Examines the contents of the incoming FlowFile to infer an Avro schema. The processor will use the Kite SDK to make an attempt to automatically generate an Avro schema from the incoming content. When inferring the schema from JSON data the key names will be used in the resulting Avro schema definition. When inferring from CSV data a “header definition” must be present either as the first line of the incoming data or the “header definition” must be explicitly set in the property “CSV Header Definition”. A “header definition” is simply a single comma separated line defining the names of each column. The “header definition” is required in order to determine the names that should be given to each field in the resulting Avro definition. When inferring data types the higher order data type is always used if there is ambiguity. For example when examining numerical values the type may be set to “long” instead of “integer” since a long can safely hold the value of any “integer”. Only CSV and JSON content is currently supported for automatically inferring an Avro schema. The type of content present in the incoming FlowFile is set by using the property “Input Content Type”. The property can either be explicitly set to CSV, JSON, or “use mime.type value” which will examine the value of the mime.type attribute on the incoming FlowFile to determine the type of content present.


kite, avro, infer, schema, csv, json


In the list below, the names of required properties appear in bold. Any other properties (not in bold) are considered optional. The table also indicates any default values, and whether a property supports the Expression Language Guide.
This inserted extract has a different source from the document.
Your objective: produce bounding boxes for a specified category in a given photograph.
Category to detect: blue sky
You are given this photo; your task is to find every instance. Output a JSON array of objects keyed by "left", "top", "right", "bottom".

Name Default Value Allowable Values Description
Schema Output Destination flowfile-content * flowfile-attribute
* flowfile-content
Control if Avro schema is written as a new flowfile attribute 'inferred.avro.schema' or written in the flowfile content. Writing to flowfile content will overwrite any existing flowfile content.
Input Content Type use mime.type value * use mime.type value
* json
* csv
Content Type of data present in the incoming FlowFile's content. Only "json" or "csv" are supported. If this value is set to "use mime.type value" the incoming Flowfile's attribute "MIME_TYPE" will be used to determine the Content Type.
CSV Header Definition This property only applies to CSV content type. Comma separated string defining the column names expected in the CSV data. EX: "fname,lname,zip,address". The elements present in this string should be in the same order as the underlying data. Setting this property will cause the value of "Get CSV Header Definition From Data" to be ignored instead using this value.
Supports Expression Language: true
Get CSV Header Definition From Data true * true
* false
This property only applies to CSV content type. If "true" the processor will attempt to read the CSV header definition from the first line of the input data.
CSV Header Line Skip Count 0 This property only applies to CSV content type. Specifies the number of lines that should be skipped when reading the CSV data. Setting this value to 0 is equivalent to saying "the entire contents of the file should be read". If the property "Get CSV Header Definition From Data" is set then the first line of the CSV file will be read in and treated as the CSV header definition. Since this will remove the header line from the data care should be taken to make sure the value of "CSV header Line Skip Count" is set to 0 to ensure no data is skipped.
Supports Expression Language: true
CSV delimiter , Delimiter character for CSV records
CSV Escape String \ This property only applies to CSV content type. String that represents an escape sequence in the CSV FlowFile content data.
Supports Expression Language: true
CSV Quote String ' This property only applies to CSV content type. String that represents a literal quote character in the CSV FlowFile content data.
Supports Expression Language: true
Pretty Avro Output true * true
* false
If true the Avro output will be formatted.
Avro Record Name Value to be placed in the Avro record schema "name" field.
Supports Expression Language: true
Number Of Records To Analyze 10 This property only applies to JSON content type. The number of JSON records that should be examined to determine the Avro schema. The higher the value the better chance kite has of detecting the appropriate type. However the default value of 10 is almost always enough.
Supports Expression Language: true
Charset UTF-8 Character encoding of CSV data.


Name Description
original Original incoming FlowFile data
unsupported content The content found in the flowfile content is not of the required format.
failure Failed to create Avro schema from data.
success Successfully created Avro schema from data.

Reads Attributes:

Name Description
mime.type If configured by property "Input Content Type" will use this value to determine what sort of content should be inferred from the incoming FlowFile content.

Writes Attributes:

Name Description
inferred.avro.schema If configured by "Schema output destination" to write to an attribute this will hold the resulting Avro schema from inferring the incoming FlowFile content.